According to the United Nations, out of one billion populations of persons with disabilities, 80% live in developing countries. The UN also states that an estimated 46% of older people aged 60 years and over are people with disabilities. It is also on record that one in every five women is likely to experience disabilities in her life, while one in every ten children is a child with disabilities.
In Nigeria, The world Health Organization in 2011 published that about 25 million Nigerians had at least one disability, while 3.6 million of these had very significant difficulties in functioning. Coming down to 2020, research has shown that over 27 million Nigerians are living with some form of disability.
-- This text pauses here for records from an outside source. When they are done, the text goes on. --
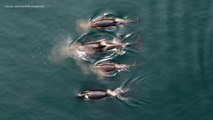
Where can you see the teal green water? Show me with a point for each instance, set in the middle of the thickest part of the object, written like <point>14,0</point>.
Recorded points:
<point>177,61</point>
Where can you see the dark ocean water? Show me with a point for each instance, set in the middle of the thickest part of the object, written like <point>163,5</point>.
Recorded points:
<point>177,61</point>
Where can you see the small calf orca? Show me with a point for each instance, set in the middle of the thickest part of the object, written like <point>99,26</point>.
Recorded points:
<point>103,46</point>
<point>96,94</point>
<point>105,66</point>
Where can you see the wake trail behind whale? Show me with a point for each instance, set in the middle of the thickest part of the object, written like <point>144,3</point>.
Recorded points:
<point>60,51</point>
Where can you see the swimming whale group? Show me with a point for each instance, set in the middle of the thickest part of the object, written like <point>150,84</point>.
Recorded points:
<point>104,67</point>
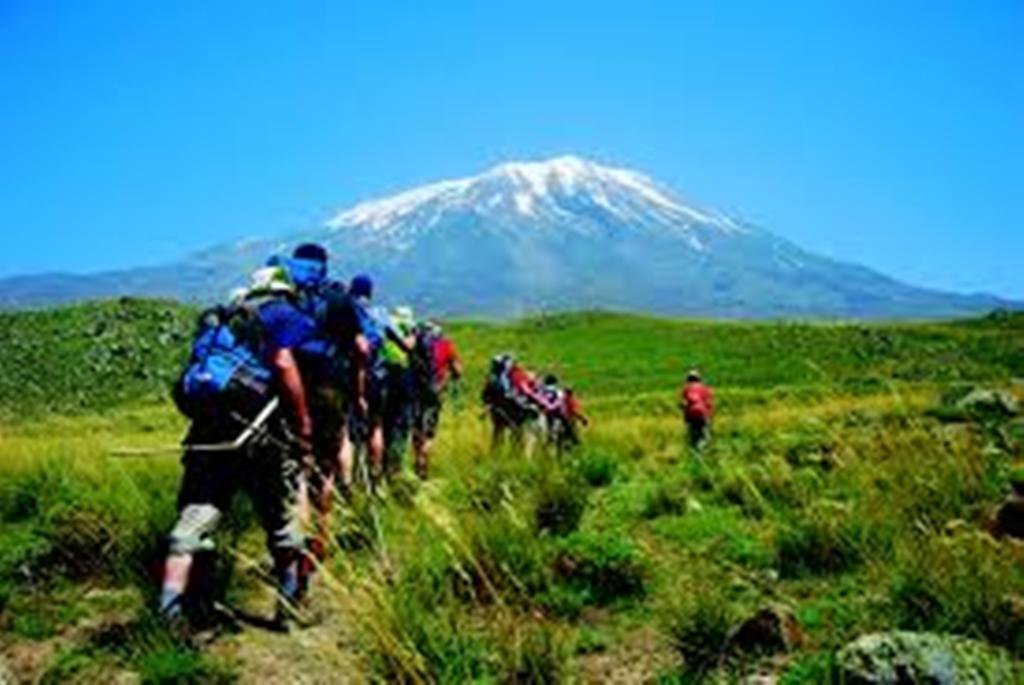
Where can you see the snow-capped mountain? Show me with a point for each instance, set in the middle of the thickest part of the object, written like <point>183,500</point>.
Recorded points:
<point>555,234</point>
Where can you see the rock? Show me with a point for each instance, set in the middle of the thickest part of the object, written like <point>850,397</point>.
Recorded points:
<point>899,657</point>
<point>1010,516</point>
<point>771,630</point>
<point>989,403</point>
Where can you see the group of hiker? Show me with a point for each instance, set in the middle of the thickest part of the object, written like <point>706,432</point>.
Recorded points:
<point>525,405</point>
<point>286,385</point>
<point>300,380</point>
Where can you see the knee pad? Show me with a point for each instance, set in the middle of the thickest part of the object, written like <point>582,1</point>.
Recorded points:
<point>194,529</point>
<point>286,540</point>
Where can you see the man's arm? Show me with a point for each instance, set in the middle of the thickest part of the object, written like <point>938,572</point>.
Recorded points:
<point>455,365</point>
<point>288,371</point>
<point>363,353</point>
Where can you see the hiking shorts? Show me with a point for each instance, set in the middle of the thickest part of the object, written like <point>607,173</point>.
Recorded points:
<point>327,410</point>
<point>267,473</point>
<point>427,415</point>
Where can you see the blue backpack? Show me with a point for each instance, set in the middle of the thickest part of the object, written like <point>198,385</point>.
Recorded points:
<point>225,372</point>
<point>317,354</point>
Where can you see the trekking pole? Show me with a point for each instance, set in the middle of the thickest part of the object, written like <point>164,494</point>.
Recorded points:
<point>257,425</point>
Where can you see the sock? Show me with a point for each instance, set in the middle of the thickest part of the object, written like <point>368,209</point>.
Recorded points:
<point>170,603</point>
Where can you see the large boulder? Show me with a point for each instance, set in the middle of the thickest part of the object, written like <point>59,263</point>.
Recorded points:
<point>903,658</point>
<point>771,630</point>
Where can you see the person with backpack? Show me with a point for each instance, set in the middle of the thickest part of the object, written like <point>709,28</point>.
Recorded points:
<point>399,388</point>
<point>251,430</point>
<point>324,365</point>
<point>434,360</point>
<point>513,401</point>
<point>697,404</point>
<point>370,380</point>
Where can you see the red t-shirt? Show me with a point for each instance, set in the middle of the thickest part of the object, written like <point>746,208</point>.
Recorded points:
<point>444,357</point>
<point>697,400</point>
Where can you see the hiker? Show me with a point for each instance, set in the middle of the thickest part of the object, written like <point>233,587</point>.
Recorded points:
<point>696,403</point>
<point>511,397</point>
<point>243,356</point>
<point>434,360</point>
<point>370,382</point>
<point>323,365</point>
<point>399,389</point>
<point>566,421</point>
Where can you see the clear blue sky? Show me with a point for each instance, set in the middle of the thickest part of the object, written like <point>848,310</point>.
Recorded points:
<point>889,133</point>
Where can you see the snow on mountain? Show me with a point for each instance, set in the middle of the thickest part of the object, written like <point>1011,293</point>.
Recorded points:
<point>560,233</point>
<point>534,190</point>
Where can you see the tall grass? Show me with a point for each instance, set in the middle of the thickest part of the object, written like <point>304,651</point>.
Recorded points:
<point>846,500</point>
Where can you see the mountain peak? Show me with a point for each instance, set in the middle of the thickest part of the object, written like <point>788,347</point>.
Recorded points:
<point>532,190</point>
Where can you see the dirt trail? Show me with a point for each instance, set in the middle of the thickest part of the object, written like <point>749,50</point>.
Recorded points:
<point>318,652</point>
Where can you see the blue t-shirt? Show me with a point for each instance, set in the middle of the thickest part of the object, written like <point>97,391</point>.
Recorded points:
<point>284,326</point>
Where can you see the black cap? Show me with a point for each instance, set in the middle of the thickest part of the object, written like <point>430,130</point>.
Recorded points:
<point>310,251</point>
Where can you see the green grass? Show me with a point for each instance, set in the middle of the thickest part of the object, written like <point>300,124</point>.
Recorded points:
<point>837,484</point>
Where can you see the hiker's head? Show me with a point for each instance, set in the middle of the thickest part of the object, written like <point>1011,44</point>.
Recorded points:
<point>310,251</point>
<point>361,286</point>
<point>308,265</point>
<point>271,280</point>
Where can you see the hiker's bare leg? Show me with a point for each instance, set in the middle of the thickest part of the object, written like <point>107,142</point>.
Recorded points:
<point>377,452</point>
<point>346,462</point>
<point>190,533</point>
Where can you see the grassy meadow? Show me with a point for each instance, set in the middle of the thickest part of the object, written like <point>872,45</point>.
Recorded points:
<point>843,483</point>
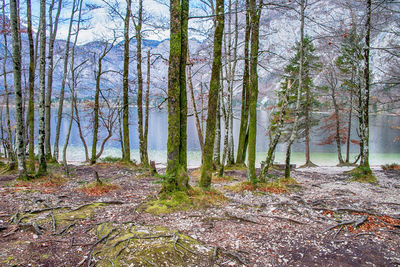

In retrospect, it is important to note that Nigeria has taken steps to alleviate the sufferings of people living with disabilities. This is based on the signing into law the Discrimination Against Persons with Disabilities (prohibition) Act, 2018. This was possible after 9 years of relentless advocacy by disability rights and activists. The bill which was passed by the 8th Senate on March 18, 2018 was meant to seek to criminalize discrimination against persons with disabilities. It is also meant to see corporate entities and individuals face sanctions if found guilty of discriminating against persons with impairments.
Knowledge indeed is power. It is therefore important that people living with any form of disabilities take note of the following salient facts available for them as signed into law.
1. The Act prohibits all forms of discrimination against persons with disability. If an individual is found violating this law, he/she will pay a fine of N100, 000 or a term of six months imprisonment. The law imposes a fine of one million naira on corporate bodies.
2. Discrimination against such persons is prohibited in public transportation facilities and service providers are to make provision for the physically, visually and hearing impaired and all persons howsoever challenged. This applies to seaports, railways and airport facilities.
3. The rights and privileges of persons with disability include education, health care, priority in accommodation and emergencies.
4. All public organizations are to reserve at least five per cent of employment opportunities for these persons.
5. The Act gives citizens with disabilities the right to file a lawsuit for damage against any defaulter.
6. It provides five-year transition period within which public buildings, structures or automobile are to be modified to be accessible to and usable by persons with disabilities, including those on wheelchairs
7. Before a public structure is constructed, its plans shall be inspected by relevant authorities to ensure that the plan conforms with the building code.
8. A government or government agency, body or individual responsible for the approval of building plans shall not approve the plan of a public building if the plan does not make provisions for accessibility facilities in line with the building code.
9. An officer who approves or directs the approval of a building plan that contravenes the building code, commits an offence and is liable on conviction to a fine of at least N 1,000,000 or term of imprisonment of two years or both .
10. In section 31 of the Act, the National Commission for Persons with Disabilities will be established and an Executive Secretary will be appointed as the head of the commission.